While other types of AI, such as large language models, are trained on huge repositories of data scraped from the internet, the same can’t be done with robots, because the data needs to be physically collected. This makes it a lot harder to build and scale training databases.

Similarly, while it’s relatively easy to train robots to execute tasks inside a laboratory, these conditions don’t necessarily translate to the messy unpredictability of a real home.

To combat these problems, the team came up with a simple, easily replicable way to collect the data needed to train Dobb-E—using an iPhone attached to a reacher-grabber stick, the kind typically used to pick up trash. Then they set the iPhone to record videos of what was happening.

Volunteers in 22 homes in New York completed certain tasks using the stick, including opening and closing doors and drawers, turning lights on and off, and placing tissues in the trash. The iPhones’ lidar systems, motion sensors, and gyroscopes were used to record data on movement, depth, and rotation—important information when it comes to training a robot to replicate the actions on its own.

After they’d collected just 13 hours’ worth of recordings in total, the team used the data to train an AI model to instruct a robot in how to carry out the actions.

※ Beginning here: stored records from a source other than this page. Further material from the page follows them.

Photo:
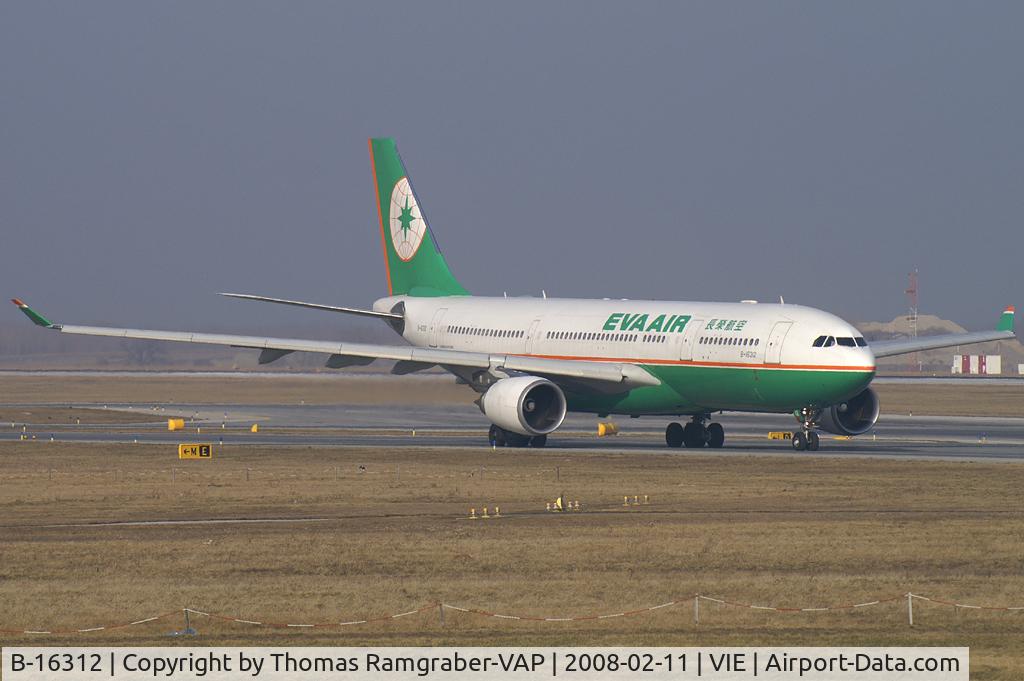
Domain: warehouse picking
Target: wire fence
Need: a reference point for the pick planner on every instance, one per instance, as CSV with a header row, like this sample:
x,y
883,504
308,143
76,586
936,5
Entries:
x,y
441,608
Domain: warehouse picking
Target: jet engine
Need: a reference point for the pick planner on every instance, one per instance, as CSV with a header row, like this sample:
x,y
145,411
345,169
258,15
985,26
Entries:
x,y
524,405
853,417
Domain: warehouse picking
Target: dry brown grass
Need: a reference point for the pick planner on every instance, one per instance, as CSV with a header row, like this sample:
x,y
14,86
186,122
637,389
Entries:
x,y
66,416
784,531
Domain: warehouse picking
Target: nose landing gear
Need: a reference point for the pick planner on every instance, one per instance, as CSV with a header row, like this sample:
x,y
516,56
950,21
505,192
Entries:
x,y
807,438
695,433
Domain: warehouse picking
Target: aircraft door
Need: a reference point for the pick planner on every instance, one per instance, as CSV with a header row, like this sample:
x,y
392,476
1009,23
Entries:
x,y
436,330
693,328
531,336
773,352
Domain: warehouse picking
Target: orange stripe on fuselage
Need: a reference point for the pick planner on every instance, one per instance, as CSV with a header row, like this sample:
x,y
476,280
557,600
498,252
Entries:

The model used self-supervised learning techniques, which teach neural networks to spot patterns in data sets by themselves, without being guided by labeled examples.

The next step involved testing how reliably a commercially available robot called Stretch, which consists of a wheeled unit, a tall pole, and a retractable arm, was able to use the AI system to execute the tasks. An iPhone held in a 3D-printed mount was attached to Stretch’s arm to replicate the setup on the stick.

The researchers tested the robot in 10 homes in New York over 30 days, and it completed 109 household tasks with an overall success rate of 81%. Each task typically took Dobb-E around 20 minutes to learn: five minutes of demonstration from a human using the stick and attached iPhone, followed by 15 minutes of fine-tuning, when the system compared its previous training with the new demonstration.